Columbia University medical student reflects on her time at MSIH


Columbia University medical student Sarah Householder (second left) with students at Nazareth


As part of the close association between MSIH and Columbia University, Columbia’s medical students are invited to participate in clerkship opportunities in Israel. Sarah Householder, a student at Columbia’s Vagelos College of Physicians and Surgeons reflects on her experience:

The month I spent in Israel was exciting, complex, and challenging – not challenging because I was given too much responsibility or had many demands on my time, but challenging to adjust to new environments, meet new people, and reflect on how different patient populations and structures affect healthcare. I learned a lot through the four weeks I spent with MSIH, and I’m extremely grateful for the experience.

My first two weeks I was stationed at the English hospital in Nazareth, where I spent one week in the Emergency Department and one week in OB/GYN. I was living with a British medical student in her fifth year, which provided many opportunities to compare our experiences in the hospital and contrast our respective medical systems with that of Israel.

Navigating Nazareth’s medical system

Nazareth is a predominantly Arab town, and the patient population was largely Arab-Christian and Muslim, with some Jewish patients as well. The emergency room was organized differently than the US at this hospital; instead of emergency medicine specialists, the department was staffed by internal medicine doctors with additional training, surgical residents, a pediatrician, and a gynecologist, who were assigned cases by the charge nurse based on the chief complaint. There was a separate emergency room for orthopedic complaints (run by orthopedic surgery residents) and they were in the process of building a separate room for obstetrics. During my shifts, I followed different doctors and was occasionally quizzed on pathologies. Even though I had studied standardized Arabic in college, the Palestinian dialect was challenging at first — however, it became easier to talk to the physicians, nurses, and patients as time went on.

My second week was spent in OB/GYN. Our days began with a board meeting at 7:30 am, followed by rounding and monitoring patients, attending the outpatient clinic, watching deliveries, and observing C-sections (including a French ambulatory cesarean section!). This week really exposed me to the basics of obstetric care and the practices of childbirth, especially since midwives were used more predominantly in this hospital than I’ve seen in the US. I talked a lot with residents about differences in medical education between Israel and the US, and also perspectives on childbirth with this specific population.

Columbia University Medical
Sarah at Western Wall and Dome of the Rock, Jerusalem

Moving to Be’er Sheva

After those two weeks, I moved to Be’er Sheva, which was a totally different experience. Whereas Nazareth felt like a traditional Middle Eastern city in many ways, with hills and condensed housing, Be’er Sheva felt like a growing, young university town in the desert, with larger, more modern structures, many students, and lots of space. My two weeks were mostly spent in the NICU at Soroka Medical Center, which was an incredibly interesting experience.

I quickly realized the importance of that department as the tertiary referral site for the Negev region, and therefore the site of much more intense neonatal care than is seen at most institutions in the US. Being in that ward tested my knowledge of physiology, and my appreciation for intensive care medicine grew immensely. My days were mostly spent rounding and monitoring the patients, as well as watching decision-making and procedures. I got to observe several specialists come into the NICU, including an ophthalmologist and cardiologist and shadowed an esophageal atresia repair surgery. I also spent a day in an Inborn Errors of Metabolism clinic that followed patients diagnosed in the NICU throughout their childhood to monitor the progression of rare metabolic disorders more common in the nearby Bedouin Arabic population.

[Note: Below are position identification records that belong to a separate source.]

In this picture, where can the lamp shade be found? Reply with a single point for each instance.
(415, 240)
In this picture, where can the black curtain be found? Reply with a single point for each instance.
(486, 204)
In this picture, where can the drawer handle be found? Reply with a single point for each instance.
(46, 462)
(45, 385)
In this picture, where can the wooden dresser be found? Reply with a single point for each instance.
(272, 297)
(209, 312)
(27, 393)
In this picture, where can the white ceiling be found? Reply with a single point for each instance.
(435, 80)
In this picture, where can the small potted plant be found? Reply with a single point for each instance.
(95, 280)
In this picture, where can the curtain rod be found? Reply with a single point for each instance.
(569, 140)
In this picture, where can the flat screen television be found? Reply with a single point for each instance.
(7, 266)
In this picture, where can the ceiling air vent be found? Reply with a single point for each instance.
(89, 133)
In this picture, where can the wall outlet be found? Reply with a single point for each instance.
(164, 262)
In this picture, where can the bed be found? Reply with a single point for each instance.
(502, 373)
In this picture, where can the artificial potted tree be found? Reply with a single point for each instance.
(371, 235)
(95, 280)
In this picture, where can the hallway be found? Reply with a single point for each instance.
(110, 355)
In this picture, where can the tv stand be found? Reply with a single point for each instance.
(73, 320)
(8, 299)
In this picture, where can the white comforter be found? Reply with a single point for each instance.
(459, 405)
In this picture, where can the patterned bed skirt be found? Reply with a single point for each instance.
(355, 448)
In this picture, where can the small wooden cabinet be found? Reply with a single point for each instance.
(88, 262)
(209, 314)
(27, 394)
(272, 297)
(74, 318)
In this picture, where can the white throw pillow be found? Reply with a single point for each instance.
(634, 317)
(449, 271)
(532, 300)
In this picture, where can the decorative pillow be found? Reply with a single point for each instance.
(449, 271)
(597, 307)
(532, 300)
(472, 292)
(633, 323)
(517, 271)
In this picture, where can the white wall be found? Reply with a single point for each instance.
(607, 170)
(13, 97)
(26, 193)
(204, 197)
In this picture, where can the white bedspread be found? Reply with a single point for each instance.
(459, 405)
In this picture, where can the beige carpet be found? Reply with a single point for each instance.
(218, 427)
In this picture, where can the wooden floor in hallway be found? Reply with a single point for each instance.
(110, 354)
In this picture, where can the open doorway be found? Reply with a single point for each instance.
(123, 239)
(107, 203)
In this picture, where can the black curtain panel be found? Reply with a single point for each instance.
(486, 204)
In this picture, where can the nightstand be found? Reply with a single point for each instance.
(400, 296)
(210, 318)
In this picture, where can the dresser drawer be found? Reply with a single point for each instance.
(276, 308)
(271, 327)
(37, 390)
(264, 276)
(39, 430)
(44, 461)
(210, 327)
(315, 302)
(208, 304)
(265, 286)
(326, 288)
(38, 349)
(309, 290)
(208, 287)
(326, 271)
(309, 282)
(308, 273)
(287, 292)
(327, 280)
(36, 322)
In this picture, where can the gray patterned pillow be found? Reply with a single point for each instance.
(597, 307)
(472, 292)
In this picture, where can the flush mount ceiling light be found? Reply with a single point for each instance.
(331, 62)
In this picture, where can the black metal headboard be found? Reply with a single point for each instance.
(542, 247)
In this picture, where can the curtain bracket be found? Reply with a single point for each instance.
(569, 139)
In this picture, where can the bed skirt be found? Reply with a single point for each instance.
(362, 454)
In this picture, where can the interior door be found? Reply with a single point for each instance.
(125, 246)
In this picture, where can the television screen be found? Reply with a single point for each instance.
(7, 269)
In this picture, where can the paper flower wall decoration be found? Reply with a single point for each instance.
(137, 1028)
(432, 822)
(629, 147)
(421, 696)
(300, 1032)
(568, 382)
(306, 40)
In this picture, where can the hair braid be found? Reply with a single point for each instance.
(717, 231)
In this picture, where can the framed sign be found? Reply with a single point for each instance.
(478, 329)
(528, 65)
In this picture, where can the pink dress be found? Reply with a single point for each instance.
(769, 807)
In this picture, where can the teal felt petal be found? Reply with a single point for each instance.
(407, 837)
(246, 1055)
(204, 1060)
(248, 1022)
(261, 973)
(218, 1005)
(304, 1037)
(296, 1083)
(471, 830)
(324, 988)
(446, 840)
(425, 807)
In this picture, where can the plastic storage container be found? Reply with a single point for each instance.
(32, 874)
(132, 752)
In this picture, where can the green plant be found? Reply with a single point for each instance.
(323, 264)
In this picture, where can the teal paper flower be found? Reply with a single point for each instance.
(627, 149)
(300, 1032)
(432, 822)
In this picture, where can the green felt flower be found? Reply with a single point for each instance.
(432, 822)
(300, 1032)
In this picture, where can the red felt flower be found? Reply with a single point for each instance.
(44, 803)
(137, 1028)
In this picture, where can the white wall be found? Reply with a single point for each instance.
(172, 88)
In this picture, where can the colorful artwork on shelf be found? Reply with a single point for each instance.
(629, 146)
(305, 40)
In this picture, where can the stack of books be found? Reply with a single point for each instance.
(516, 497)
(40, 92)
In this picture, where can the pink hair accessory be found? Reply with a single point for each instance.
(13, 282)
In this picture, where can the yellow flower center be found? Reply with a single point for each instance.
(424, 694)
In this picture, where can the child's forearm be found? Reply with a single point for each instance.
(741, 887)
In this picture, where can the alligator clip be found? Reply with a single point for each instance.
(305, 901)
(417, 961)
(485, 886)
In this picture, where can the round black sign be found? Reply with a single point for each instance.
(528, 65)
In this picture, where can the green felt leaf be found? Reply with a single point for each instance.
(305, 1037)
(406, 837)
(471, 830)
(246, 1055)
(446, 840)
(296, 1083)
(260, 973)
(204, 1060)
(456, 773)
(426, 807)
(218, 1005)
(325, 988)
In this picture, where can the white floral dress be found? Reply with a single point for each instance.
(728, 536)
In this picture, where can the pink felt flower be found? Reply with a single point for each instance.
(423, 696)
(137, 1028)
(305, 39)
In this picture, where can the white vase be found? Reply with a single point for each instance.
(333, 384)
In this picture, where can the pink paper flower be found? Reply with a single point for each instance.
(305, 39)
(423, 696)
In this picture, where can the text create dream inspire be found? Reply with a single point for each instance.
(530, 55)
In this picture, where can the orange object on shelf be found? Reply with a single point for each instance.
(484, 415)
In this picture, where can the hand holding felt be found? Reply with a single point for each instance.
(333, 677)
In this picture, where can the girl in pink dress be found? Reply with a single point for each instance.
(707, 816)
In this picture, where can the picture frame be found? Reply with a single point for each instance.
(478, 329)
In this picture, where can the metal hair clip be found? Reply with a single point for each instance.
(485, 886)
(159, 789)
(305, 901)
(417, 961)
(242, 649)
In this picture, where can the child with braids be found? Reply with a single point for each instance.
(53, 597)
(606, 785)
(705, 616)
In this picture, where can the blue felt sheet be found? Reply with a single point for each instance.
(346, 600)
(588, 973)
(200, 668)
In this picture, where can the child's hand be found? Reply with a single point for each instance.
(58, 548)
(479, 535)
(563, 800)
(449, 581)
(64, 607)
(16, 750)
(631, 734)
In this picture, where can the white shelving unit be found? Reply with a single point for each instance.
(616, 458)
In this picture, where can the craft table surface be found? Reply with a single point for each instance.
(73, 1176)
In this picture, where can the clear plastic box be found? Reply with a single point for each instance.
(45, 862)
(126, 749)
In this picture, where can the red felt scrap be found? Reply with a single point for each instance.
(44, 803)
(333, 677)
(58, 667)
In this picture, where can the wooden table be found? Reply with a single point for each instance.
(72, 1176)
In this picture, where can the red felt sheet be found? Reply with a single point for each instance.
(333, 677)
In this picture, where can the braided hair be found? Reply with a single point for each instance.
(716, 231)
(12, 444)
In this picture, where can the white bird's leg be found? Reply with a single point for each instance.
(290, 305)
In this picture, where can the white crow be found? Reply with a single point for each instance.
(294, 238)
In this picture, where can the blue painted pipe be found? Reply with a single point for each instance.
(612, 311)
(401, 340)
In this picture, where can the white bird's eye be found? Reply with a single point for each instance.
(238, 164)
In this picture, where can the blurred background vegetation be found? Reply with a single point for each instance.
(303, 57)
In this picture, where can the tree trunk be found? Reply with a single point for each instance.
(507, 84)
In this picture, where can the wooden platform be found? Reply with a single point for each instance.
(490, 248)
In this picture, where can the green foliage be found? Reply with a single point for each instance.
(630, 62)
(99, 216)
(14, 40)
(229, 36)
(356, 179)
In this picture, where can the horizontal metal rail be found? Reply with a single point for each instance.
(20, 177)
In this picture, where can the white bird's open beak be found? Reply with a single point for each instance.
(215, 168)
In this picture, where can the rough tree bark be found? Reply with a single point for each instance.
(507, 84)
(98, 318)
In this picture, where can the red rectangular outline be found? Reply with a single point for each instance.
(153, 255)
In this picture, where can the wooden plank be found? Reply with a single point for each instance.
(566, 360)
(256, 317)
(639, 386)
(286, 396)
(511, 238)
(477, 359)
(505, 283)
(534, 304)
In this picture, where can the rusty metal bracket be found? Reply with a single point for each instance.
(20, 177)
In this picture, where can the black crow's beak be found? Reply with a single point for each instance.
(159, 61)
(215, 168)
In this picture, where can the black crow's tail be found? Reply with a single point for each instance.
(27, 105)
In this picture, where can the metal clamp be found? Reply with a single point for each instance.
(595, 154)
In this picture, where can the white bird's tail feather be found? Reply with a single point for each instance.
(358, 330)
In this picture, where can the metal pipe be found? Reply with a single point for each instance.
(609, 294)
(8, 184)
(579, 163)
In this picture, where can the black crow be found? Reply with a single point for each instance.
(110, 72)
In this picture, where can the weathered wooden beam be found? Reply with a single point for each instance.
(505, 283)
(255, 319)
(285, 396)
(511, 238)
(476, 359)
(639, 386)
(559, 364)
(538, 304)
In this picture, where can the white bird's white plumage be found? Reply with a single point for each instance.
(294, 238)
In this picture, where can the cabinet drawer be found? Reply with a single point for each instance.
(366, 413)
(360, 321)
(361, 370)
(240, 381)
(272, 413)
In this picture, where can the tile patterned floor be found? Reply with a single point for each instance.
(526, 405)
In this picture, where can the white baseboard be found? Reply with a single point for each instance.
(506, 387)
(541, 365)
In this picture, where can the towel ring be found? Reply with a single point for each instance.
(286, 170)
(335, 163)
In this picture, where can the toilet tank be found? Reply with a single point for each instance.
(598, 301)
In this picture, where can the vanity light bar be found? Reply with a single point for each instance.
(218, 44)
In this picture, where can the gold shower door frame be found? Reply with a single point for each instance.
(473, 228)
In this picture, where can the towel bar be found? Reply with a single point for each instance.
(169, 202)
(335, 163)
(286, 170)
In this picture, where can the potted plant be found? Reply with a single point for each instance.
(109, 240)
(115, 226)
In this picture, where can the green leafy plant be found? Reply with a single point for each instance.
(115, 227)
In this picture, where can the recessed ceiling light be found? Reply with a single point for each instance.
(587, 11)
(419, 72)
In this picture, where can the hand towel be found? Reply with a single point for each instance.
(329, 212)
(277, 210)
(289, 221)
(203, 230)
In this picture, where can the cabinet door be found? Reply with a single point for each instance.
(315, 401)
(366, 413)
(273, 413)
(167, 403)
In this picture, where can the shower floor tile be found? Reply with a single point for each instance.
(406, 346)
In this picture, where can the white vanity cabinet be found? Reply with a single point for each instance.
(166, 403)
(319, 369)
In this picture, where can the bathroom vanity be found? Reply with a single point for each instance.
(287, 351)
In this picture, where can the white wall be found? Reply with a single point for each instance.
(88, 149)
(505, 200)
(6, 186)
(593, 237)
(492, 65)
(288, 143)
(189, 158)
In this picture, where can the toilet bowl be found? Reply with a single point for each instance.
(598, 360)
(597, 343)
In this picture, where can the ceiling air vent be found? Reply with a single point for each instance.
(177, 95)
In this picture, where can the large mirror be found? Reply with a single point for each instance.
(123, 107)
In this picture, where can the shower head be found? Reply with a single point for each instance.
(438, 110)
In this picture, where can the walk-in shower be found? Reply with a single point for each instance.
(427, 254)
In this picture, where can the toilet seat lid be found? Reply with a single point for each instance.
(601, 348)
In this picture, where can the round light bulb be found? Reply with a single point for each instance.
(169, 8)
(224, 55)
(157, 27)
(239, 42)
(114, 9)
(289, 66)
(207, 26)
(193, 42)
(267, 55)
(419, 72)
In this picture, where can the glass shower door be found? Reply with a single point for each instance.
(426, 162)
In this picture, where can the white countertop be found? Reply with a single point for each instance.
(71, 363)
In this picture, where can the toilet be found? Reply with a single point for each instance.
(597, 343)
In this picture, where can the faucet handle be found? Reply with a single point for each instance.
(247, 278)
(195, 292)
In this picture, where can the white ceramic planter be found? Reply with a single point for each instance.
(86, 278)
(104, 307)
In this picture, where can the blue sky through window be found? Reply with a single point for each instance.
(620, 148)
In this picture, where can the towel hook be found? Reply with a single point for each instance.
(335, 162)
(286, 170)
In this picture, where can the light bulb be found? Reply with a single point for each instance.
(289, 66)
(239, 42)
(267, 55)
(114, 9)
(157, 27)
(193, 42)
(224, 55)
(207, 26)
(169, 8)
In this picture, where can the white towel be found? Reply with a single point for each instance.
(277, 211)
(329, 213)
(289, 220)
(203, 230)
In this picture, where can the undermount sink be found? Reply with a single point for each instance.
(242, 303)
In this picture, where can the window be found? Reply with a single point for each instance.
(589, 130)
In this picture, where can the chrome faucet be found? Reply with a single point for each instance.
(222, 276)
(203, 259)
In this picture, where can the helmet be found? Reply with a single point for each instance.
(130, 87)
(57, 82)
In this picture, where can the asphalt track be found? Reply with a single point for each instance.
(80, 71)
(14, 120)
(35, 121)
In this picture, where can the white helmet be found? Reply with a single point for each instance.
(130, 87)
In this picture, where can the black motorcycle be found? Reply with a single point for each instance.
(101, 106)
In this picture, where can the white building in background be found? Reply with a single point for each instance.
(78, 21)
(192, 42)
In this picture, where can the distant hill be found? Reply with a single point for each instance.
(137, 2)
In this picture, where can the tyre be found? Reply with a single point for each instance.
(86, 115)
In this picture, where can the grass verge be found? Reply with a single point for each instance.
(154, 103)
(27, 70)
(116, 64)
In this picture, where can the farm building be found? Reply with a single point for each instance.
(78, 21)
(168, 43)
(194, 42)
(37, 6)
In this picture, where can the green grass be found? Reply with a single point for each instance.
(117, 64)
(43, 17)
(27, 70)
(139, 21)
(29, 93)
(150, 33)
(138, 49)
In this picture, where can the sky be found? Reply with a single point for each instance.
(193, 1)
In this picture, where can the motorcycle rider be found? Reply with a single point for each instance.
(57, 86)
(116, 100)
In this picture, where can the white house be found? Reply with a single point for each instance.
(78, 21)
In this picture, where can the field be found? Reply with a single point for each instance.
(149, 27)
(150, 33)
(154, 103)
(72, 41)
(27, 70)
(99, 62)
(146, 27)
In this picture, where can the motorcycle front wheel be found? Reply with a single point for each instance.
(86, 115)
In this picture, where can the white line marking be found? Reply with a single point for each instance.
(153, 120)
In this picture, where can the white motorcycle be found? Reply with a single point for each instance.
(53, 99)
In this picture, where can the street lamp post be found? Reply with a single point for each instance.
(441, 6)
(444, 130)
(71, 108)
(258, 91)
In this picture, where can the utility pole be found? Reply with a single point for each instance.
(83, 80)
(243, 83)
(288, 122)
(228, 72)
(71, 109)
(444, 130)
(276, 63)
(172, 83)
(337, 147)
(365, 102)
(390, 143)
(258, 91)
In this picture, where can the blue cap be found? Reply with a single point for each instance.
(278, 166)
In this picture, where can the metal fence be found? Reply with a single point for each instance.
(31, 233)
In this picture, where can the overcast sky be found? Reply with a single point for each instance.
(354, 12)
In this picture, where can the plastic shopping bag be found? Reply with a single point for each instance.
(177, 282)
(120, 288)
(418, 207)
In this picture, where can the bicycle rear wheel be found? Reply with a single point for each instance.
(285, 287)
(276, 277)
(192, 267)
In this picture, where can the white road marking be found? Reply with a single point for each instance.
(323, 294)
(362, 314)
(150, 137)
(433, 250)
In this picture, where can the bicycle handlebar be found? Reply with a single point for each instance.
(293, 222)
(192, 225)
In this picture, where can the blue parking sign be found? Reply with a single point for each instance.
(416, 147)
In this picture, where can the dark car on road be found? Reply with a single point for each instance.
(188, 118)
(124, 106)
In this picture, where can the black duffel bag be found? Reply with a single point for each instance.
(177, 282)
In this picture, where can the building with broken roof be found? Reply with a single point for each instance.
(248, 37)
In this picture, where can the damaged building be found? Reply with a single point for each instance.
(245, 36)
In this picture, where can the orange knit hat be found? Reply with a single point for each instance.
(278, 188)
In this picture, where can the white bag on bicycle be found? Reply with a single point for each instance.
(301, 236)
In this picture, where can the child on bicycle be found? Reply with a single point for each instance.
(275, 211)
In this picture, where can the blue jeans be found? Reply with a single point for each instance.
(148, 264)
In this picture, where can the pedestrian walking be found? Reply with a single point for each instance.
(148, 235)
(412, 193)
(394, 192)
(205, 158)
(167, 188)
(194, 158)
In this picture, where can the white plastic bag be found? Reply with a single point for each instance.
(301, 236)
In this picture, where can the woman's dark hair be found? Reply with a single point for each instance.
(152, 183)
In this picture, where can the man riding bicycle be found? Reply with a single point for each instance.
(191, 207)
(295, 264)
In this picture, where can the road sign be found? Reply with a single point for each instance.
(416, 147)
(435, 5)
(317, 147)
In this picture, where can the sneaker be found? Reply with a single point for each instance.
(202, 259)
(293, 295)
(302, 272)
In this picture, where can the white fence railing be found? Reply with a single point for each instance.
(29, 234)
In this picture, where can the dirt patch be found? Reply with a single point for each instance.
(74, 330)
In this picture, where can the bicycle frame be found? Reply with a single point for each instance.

Throughout these weeks I came to appreciate the challenges of neonatal care, as well as the stress it puts on parents, who often have to return to work and their other children, and cannot spend a lot of time in the hospital with their newborns.

Rounding out my time in Tel Aviv

Finally, in the last week, I attended three days of clinic at the Teram Refugee Clinic in Tel Aviv. This experience was particularly meaningful to me as I have experience in refugee medicine and am interested in migrant health. The population was long-term refugees from mostly Eritrea and Sudan who had all migrated at least five years prior. The clinic is funded through government grants and private donations and is located at Tel Aviv’s Central Bus Station.

I observed three doctors who had retired to Israel after practicing in the US or UK and volunteered their time in this clinic. The clinic organized the patients around particular health concerns, so on each day, I saw a different chief complaint (hypertension, asthma, and contraception). The experience made me reflect on the many creative ways to organize the provision of affordable, accessible health care.

Conclusions on my experience

Overall, this month made me think about how important it is to structure the care we give to meet the needs and expectations of the patients you serve. My conversations with both Israelis and expats made me reflect on perceptions of the US and American medical care, and articulate our system’s strengths and difficulties. I also gained more comfort being in medical centers where English is not the primary language – a valuable skill if I ever intend to practice abroad.

As I finish up pre-clinical and begin my clinical training, the examples and patients I saw will undoubtedly stay with me, and make me question whether the systems we use in the US are the most efficient and accessible to serve our own diverse patient population.